Freud's ideas meant the mind was yet another thing God didn't directly control. Following the motion of the planets being down to gravity and the origin of humans being handed to evolution, God must have felt like John Prescott when all his departments were taken away.
Even worse for religious fundamentalists, Freud suggested that sex drive is a sign of a healthy mind rather than a grubby sinful one, and declared: "Homosexuality is nothing to be ashamed of."
When we repress our sexuality we run into trouble, Freud said, and the thing we complain about loudest is often the thing we feel like doing ourselves.
This might be an explanation for that category of blokes who say they find gays "disgusting," but then turn out to be strangely gay. I've heard this a few times, when lads say something like, "I can't stand poufs. Ugh. I mean, it's not like when you pull each other off after rugby in the showers, that's just having a laugh." And you expect them to carry on, "I mean who hasn't, for a laugh, been over Clapham Common around one in the morning, whipped their pants down in the bushes and yelled, 'Over here you stallions,' for a laugh. 'Cos that's hilarious, really funny like. As long as it's for a laugh. Otherwise it's sick."
The importance of Freud in combating religious views of the mind was most obvious during the First World War. As survivors from the trenches lay in hospitals screaming, at first they were written off as cowards. It was only when doctors turned to Freud's theories they discovered what we now know as shell shock, in which patients had witnessed such horrors they'd buried them in their unconscious, but at night the images burst out in dreams. No doubt there were floods of letters to The Daily Telegraph complaining: "In my day, soldiers of the realm had patriotic dreams. When one of our chaps at Sandhurst had a dream in which he led the Ninth Fusiliers without polishing his buttons, he was court-martialled and executed by firing squad, and he was thankful. Shell-shock? It's political correctness gone mad."
The new outlook represented a change from the view that the mentally ill should be put in a straitjacket or locked in the loft with bread and water. The trouble is, while Freud dealt with the truly neurotic, now psychoanalysis seems to be a hobby for the types who bleat, "I had such a thorough session with my analyst last night and I think I'm close to resolving my issue of why I've gone off taramasalata." And the Freud industry doesn't help. One of the events being held in New York to commemorate his anniversary is called "Freud's foreskin: A 150th anniversary celebration of the most suggestive circumcision in history." Are they going to cover it with 150 candles?

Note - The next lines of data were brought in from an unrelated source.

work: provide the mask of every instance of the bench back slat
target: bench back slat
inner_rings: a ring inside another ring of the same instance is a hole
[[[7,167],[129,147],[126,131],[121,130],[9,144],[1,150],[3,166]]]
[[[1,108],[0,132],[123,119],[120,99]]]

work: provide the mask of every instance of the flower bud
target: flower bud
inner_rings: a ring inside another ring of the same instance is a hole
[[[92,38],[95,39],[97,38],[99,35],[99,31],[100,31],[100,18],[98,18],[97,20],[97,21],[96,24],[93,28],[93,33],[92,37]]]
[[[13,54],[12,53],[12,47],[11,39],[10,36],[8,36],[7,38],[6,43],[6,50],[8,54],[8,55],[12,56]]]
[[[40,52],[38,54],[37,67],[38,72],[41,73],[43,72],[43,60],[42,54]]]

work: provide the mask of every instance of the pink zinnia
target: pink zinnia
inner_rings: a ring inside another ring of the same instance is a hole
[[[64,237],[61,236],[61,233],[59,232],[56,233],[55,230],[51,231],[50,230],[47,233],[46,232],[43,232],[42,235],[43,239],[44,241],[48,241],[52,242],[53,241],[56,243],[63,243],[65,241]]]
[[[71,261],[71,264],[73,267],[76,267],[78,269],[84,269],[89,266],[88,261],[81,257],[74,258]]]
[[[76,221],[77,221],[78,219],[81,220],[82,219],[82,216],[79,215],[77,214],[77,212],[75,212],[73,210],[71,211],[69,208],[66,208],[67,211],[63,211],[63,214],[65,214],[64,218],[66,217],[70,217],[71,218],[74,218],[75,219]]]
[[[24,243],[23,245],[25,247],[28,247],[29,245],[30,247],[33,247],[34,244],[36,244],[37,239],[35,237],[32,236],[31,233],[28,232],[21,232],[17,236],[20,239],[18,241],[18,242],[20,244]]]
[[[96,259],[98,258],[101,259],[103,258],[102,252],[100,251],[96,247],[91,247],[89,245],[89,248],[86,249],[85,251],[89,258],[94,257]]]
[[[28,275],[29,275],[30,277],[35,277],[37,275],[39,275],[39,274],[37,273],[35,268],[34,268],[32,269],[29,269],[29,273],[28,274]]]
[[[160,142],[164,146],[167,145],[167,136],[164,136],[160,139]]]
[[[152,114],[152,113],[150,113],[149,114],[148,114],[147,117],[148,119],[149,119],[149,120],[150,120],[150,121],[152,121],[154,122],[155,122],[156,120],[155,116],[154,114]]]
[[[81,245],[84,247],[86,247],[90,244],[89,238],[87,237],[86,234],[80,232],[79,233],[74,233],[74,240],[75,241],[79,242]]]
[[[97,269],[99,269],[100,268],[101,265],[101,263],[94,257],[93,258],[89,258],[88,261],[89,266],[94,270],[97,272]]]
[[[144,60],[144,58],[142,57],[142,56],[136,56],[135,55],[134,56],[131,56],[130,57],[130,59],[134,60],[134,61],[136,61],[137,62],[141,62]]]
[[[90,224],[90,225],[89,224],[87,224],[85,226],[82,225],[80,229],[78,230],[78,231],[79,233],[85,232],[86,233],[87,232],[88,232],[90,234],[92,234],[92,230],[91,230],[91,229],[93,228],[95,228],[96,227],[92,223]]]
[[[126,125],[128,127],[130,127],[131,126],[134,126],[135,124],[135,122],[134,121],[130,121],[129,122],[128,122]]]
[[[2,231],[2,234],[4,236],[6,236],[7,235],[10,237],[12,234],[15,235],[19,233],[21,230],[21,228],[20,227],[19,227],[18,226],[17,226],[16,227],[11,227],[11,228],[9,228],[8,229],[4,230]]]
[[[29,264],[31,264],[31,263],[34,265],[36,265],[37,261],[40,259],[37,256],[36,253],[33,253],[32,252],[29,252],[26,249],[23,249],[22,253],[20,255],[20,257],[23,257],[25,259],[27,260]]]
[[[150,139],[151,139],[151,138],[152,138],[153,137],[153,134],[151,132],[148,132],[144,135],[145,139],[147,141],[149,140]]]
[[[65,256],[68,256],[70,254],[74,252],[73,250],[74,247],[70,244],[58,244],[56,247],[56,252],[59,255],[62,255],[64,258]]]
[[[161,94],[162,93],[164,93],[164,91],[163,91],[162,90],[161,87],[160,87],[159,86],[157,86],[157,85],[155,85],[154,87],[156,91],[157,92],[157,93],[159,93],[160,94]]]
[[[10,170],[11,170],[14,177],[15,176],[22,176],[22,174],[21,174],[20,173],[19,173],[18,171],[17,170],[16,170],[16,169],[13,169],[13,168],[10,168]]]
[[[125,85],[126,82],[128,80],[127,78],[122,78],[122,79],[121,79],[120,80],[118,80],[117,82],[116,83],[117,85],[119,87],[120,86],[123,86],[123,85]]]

There are so many ways that Freud's ideas could be employed, but the most urgent may be to deal with an increasingly deluded government. Give it another six months, and if Blair's asked a question in Parliament about the Housing Bill, he'll reply "I know he's listening, listening, I can see him, he tried to kill me this morning with one of his Budgets, he's from Venus you know," while the Chancellor sits rocking violently beside him, mumbling: "Orderly and stable transition transition orderly and stable."